La Chronique de Laura – Brussels International Film Festival (BIFFF) #2

La Chronique de Laura – Brussels International Film Festival (BIFFF) #2

Après une introduction en beauté au #BIFFF, me voilà initiée, et quasiment prête à crier avec les autres festivaliers pendant les films. Mon premier film de la journée du vendredi, Red Letter Day, de Cameron Macgowan, s’y prête assez bien : en emménageant dans une banlieue canadienne tranquille, une mère et ses deux enfants adolescents se voient plongés dans une journée d’horreur lorsqu’ils reçoivent des lettres rouges leur indiquant de tuer leurs voisins avant que ceux-ci ne les tuent. La tension monte crescendo alors que les sages voisins se transforment en tueurs méthodiques et que la petite famille voit ses instincts les plus sombres resurgir. Un survival movie efficace, mais qui ne fait pas non plus d’étincelles, le film n’offrant pas de surprise majeure et le jeu des acteurs restant très moyen.
En attendant le prochain film, je flâne dans le BOZAR et tombe sur le stand de réalité virtuelle. La sélection de films est assez large, la plupart sont des expériences d’horreur mais j’opte pour Lost In Time, le message à l’humanité d’un voyageur temporel. Installée dans son véhicule spatio-temporel, je voyage avec lui depuis la préhistoire jusqu’au 29e siècle, l’écoutant faire l’éloge de notre planète et déplorant la triste fin de l’humanité, avant de m’annoncer que tout n’est pas perdu, et qu’il est encore temps d’agir à notre époque. Il est toujours bon de se l’entendre rappeler, et la réalité virtuelle ajoute un aspect très personnel à ce message que l’on entend déjà si souvent.
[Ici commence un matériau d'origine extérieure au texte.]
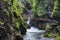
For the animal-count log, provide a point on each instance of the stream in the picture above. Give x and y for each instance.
(35, 34)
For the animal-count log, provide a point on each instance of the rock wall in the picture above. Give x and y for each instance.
(12, 24)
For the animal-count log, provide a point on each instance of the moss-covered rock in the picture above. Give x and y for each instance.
(11, 20)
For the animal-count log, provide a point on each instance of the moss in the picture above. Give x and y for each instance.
(57, 38)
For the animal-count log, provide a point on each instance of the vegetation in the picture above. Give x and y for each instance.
(11, 21)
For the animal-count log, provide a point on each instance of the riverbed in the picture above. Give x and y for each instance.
(35, 34)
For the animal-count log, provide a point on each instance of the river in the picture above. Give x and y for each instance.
(35, 34)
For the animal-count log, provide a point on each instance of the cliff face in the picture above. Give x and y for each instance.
(11, 22)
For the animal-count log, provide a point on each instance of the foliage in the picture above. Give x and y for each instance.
(56, 10)
(11, 20)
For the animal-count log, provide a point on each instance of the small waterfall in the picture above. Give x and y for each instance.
(28, 21)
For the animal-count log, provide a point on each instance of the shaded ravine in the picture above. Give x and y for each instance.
(35, 34)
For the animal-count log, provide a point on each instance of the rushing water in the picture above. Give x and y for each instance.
(35, 34)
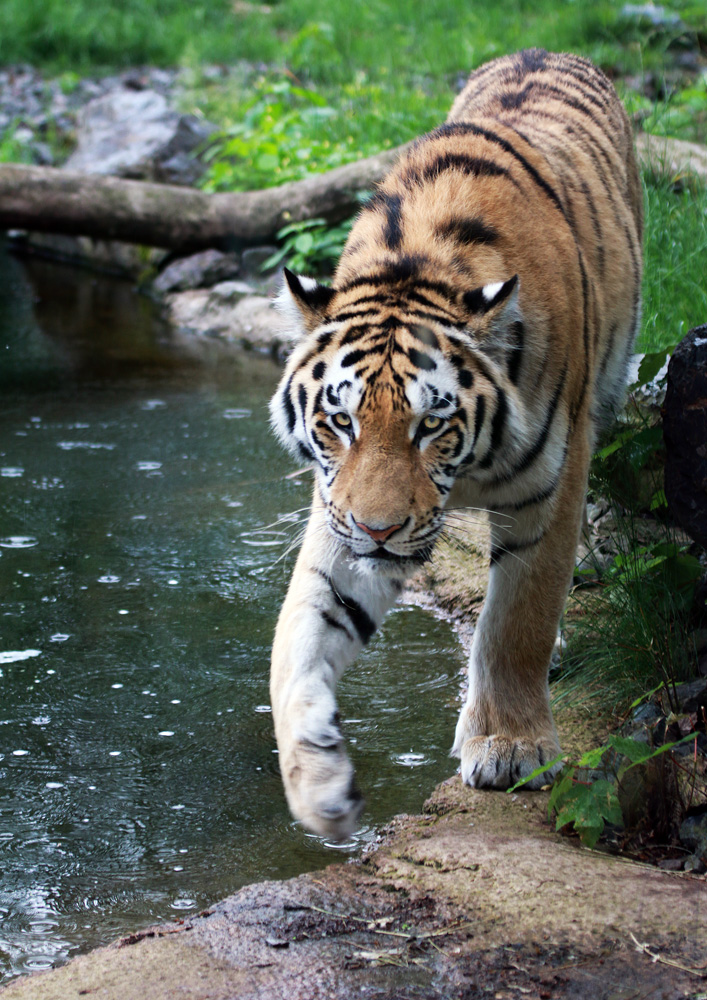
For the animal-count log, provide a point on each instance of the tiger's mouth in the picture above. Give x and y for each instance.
(381, 559)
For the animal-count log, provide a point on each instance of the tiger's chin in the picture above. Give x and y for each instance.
(381, 562)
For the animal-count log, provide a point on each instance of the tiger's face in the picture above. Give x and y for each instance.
(390, 413)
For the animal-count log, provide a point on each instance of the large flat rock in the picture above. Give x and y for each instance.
(477, 897)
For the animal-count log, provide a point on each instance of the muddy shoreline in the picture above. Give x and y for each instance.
(477, 896)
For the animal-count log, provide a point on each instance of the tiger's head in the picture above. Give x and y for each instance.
(398, 386)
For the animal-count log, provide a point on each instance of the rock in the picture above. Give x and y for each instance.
(693, 833)
(135, 134)
(253, 259)
(230, 312)
(685, 434)
(201, 270)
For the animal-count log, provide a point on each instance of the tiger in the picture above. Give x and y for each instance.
(474, 339)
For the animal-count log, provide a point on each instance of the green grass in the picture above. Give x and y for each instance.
(675, 251)
(346, 78)
(328, 41)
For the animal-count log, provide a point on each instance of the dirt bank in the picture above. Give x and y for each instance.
(476, 897)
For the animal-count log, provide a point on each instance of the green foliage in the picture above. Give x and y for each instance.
(675, 251)
(586, 793)
(12, 151)
(283, 134)
(310, 246)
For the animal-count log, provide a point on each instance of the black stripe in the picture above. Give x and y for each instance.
(497, 426)
(424, 335)
(529, 457)
(353, 357)
(466, 128)
(475, 166)
(302, 400)
(498, 551)
(406, 269)
(330, 620)
(468, 231)
(517, 331)
(479, 417)
(289, 408)
(421, 360)
(391, 204)
(359, 617)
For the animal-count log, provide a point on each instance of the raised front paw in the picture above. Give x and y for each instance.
(320, 784)
(501, 761)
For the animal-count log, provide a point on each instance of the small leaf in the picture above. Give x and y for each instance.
(534, 774)
(650, 366)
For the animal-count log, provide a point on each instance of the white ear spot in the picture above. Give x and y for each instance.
(490, 292)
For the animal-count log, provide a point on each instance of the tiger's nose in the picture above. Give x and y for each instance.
(379, 535)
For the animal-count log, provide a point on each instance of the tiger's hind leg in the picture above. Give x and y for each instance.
(505, 729)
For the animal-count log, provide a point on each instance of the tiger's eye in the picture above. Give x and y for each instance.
(342, 420)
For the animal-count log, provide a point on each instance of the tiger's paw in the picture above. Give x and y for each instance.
(321, 788)
(501, 761)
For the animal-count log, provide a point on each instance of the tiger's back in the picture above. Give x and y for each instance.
(475, 335)
(532, 174)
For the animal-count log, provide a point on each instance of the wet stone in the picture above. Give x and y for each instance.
(685, 434)
(200, 270)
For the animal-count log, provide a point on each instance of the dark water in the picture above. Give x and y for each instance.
(139, 587)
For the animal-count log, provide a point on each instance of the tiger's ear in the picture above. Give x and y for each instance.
(489, 297)
(498, 330)
(304, 301)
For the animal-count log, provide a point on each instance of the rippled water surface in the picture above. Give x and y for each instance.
(140, 579)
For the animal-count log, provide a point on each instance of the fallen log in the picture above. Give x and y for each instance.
(50, 200)
(45, 199)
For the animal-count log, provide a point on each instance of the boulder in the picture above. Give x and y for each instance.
(685, 434)
(136, 134)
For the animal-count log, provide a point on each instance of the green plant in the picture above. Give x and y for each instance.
(586, 794)
(309, 246)
(11, 149)
(282, 135)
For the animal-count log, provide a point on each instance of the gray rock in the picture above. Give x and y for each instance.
(693, 833)
(201, 270)
(134, 133)
(253, 259)
(685, 434)
(229, 312)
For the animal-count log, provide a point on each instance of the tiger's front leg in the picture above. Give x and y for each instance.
(506, 730)
(330, 612)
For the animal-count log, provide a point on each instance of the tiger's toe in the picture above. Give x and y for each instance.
(501, 761)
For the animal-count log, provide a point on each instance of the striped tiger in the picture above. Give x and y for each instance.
(475, 336)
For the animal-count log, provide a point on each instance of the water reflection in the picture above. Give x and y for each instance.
(144, 509)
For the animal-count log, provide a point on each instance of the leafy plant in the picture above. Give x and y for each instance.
(282, 135)
(586, 793)
(309, 246)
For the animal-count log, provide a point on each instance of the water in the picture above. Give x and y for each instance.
(139, 587)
Je retourne en salle de cinéma pour chercher un peu plus de légèreté dans le prochain film, The Fare, de D. C. Hamilton. Un chauffeur de taxi revit sans cesse le même trajet avec la même mystérieuse passagère sur une route désertique, et cherche à comprendre pourquoi ils sont coincés dans cette boucle temporelle et comment en sortir. Mais veulent-ils vraiment en sortir ? Ce mélange des genres sur fond de mythologie a été tourné en seulement une semaine et s’en sort très bien pour son budget, parvenant à rester crédible sur toute la ligne. Les bifffeurs n’ont pas eu grand-chose à crier pendant la séance, et c’est déjà beaucoup.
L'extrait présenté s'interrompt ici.